These are the sorts of questions homeowners have been asking as Palmer prepares to annex them into the city. Now they have their answers -- they will have to follow the same rules as everyone else in city limits. For example, those who own an acre or more will still be able to keep large animals. Burn barrels would be allowed only with an open-burn permit from the fire chief.
More than 800 acres are expected to become part of the city later this summer when an ongoing annexation attempt is finalized, and then hundreds of property owners will have a whole new set of rules to follow.
"We're getting a lot of questions about it," City Manager Tom Healy said. Homeowners have showed up to Planning and Zoning meetings to ask how they will be affected when they join the city. In hopes of easing the transition, the city is preparing a sheet of answers to "frequently asked questions" to be mailed out to all annexed property owners later this summer.
But for these new city residents, there will be no "transitional zoning."
The Palmer City Council had been considering this option for the annexed areas, but at a meeting earlier this month the council followed the recommendation of the Planning and Zoning Commission and threw out the plan. Commissioners argued the transitional zoning was largely unnecessary, since most properties will easily fall into existing zoning categories, and would simply delay the inevitable classification of property. The council seemed to agree
Instead, as is currently laid out in city code, all annexed properties will come into the city as either residential or public lands. Within two months of the official date of annexation, the Planning and Zoning Commission will review land issues in the new areas and recommend changes if necessary to designations such as industrial, commercial, agriculture or non-conforming use. Property owners can also come to the city to request a reconsideration of their zoning.
Some council members weren't ready to abandon a transitional plan, however. Councilmen John Combs and Brad Hanson voted against throwing it out, saying the city had put a lot of time and effort into it and that the more flexible approach was appropriate for the annexed areas.
The transitional zoning would have been used for property that wasn't residential or public, and the label was designed to allow property owners to continue using their land the way they had before they were included in the city, as long as there were not any health or safety issues.
Even without the transitional zoning option, though, Healy said the vast majority of annexed properties will be easily categorized, and most of them as residential.
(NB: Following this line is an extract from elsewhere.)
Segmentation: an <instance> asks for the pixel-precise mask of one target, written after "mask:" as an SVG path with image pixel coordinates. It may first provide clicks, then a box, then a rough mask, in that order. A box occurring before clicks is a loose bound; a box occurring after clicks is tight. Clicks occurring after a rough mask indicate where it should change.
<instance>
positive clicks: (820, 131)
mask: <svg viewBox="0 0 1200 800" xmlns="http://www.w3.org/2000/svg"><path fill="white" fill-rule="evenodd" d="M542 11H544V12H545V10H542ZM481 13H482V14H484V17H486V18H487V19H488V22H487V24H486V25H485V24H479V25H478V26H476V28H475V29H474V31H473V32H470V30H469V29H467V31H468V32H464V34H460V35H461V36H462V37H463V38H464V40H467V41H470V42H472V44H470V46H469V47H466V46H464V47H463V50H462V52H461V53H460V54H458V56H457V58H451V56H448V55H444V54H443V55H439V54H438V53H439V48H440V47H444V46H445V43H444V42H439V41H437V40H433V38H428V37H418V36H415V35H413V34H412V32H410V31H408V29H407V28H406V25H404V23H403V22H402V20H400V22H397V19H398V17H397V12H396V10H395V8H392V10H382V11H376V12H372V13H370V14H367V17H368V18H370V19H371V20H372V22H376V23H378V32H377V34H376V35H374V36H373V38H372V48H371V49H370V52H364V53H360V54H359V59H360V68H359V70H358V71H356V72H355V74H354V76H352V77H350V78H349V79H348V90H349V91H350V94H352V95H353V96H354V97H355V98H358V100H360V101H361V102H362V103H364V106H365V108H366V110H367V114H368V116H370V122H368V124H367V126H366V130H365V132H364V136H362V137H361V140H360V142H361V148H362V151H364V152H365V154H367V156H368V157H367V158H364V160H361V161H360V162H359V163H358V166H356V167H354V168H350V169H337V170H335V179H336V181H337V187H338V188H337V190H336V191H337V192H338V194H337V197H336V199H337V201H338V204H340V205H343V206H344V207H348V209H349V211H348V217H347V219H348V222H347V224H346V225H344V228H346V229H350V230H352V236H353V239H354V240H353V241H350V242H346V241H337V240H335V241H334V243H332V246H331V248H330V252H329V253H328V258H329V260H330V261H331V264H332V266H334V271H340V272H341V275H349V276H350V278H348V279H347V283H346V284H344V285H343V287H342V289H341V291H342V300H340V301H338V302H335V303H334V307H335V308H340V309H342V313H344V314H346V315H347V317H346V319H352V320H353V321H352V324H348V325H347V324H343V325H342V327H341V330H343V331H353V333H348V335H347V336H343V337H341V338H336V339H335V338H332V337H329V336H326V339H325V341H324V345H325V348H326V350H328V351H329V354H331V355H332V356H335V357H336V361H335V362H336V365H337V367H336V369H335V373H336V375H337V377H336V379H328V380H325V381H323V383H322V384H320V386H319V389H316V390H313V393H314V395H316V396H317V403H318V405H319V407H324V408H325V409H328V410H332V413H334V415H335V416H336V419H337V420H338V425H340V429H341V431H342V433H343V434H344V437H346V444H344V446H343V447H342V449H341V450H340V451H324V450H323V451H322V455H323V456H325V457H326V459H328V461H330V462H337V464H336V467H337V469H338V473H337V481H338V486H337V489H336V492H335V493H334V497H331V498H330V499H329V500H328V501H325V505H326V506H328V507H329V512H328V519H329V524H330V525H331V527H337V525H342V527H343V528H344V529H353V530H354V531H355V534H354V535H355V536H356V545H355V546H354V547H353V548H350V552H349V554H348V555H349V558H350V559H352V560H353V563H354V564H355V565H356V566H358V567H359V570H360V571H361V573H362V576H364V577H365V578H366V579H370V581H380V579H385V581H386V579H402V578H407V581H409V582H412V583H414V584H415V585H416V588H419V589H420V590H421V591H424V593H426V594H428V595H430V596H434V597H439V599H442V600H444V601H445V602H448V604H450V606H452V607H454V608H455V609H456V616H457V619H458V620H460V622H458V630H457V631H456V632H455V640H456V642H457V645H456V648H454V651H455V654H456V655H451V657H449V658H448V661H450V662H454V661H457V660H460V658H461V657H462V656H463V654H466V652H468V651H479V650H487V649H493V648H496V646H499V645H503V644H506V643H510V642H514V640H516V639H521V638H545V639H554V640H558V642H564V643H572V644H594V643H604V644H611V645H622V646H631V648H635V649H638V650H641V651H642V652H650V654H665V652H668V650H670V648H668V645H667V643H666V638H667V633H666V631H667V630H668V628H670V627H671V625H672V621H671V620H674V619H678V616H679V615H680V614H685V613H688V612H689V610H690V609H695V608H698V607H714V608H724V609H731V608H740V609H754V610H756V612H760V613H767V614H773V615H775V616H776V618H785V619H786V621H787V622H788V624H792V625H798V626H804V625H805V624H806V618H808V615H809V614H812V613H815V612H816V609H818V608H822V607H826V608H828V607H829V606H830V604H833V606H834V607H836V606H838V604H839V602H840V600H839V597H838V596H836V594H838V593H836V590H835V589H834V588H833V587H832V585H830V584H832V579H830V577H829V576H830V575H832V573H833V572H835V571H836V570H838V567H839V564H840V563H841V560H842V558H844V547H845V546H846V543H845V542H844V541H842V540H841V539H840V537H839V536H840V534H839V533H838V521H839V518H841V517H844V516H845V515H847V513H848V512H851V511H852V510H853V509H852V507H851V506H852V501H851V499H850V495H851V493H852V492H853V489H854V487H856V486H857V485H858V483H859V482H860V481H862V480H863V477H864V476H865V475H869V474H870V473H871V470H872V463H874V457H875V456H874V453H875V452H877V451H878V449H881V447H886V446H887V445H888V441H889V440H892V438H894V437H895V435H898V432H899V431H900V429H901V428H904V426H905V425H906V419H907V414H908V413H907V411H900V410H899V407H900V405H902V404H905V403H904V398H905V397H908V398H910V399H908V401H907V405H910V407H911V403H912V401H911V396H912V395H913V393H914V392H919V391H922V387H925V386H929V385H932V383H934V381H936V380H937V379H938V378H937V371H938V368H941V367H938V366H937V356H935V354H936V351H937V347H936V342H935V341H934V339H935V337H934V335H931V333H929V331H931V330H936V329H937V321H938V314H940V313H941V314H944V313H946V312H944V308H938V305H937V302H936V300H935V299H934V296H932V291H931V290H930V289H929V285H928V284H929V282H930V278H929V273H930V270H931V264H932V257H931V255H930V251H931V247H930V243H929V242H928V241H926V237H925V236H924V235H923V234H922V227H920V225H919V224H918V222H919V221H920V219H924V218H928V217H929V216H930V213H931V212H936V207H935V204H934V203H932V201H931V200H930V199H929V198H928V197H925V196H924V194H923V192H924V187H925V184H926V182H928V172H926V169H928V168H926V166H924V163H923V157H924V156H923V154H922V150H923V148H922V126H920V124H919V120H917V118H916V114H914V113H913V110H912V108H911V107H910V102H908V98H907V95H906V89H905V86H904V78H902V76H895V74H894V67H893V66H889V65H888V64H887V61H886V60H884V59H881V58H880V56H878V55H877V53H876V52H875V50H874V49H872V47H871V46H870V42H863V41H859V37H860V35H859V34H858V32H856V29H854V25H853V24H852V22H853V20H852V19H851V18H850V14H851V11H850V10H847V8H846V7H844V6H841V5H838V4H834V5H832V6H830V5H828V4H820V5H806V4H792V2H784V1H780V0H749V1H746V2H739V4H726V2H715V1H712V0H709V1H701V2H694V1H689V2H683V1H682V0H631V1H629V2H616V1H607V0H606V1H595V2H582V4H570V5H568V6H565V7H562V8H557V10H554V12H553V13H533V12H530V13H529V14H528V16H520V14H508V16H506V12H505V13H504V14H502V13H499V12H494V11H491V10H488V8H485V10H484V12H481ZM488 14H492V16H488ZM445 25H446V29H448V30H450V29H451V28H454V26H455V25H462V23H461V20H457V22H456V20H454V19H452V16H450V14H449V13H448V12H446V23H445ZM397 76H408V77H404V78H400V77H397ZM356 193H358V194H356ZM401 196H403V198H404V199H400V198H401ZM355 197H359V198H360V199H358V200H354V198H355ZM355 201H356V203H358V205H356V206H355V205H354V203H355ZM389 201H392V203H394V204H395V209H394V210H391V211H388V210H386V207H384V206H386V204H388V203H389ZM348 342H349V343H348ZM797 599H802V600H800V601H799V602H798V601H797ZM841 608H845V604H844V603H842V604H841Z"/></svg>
"We would like to accommodate the uses as much as possible, and a lot of them are fairly obvious," Healy said.
Healy said in addition to sending out information to property owners, the city will conduct an inventory of existing land uses in the annexed areas to help guide the city as it makes zoning decisions.
The annexation is expected to become official in June or July once the city clears its last hurdle -- the U.S. Department of Justice. The department has to give its stamp of approval based on the Voting Rights Act of 1965, designed to make sure the boundary changes won't compromise anyone's voting rights.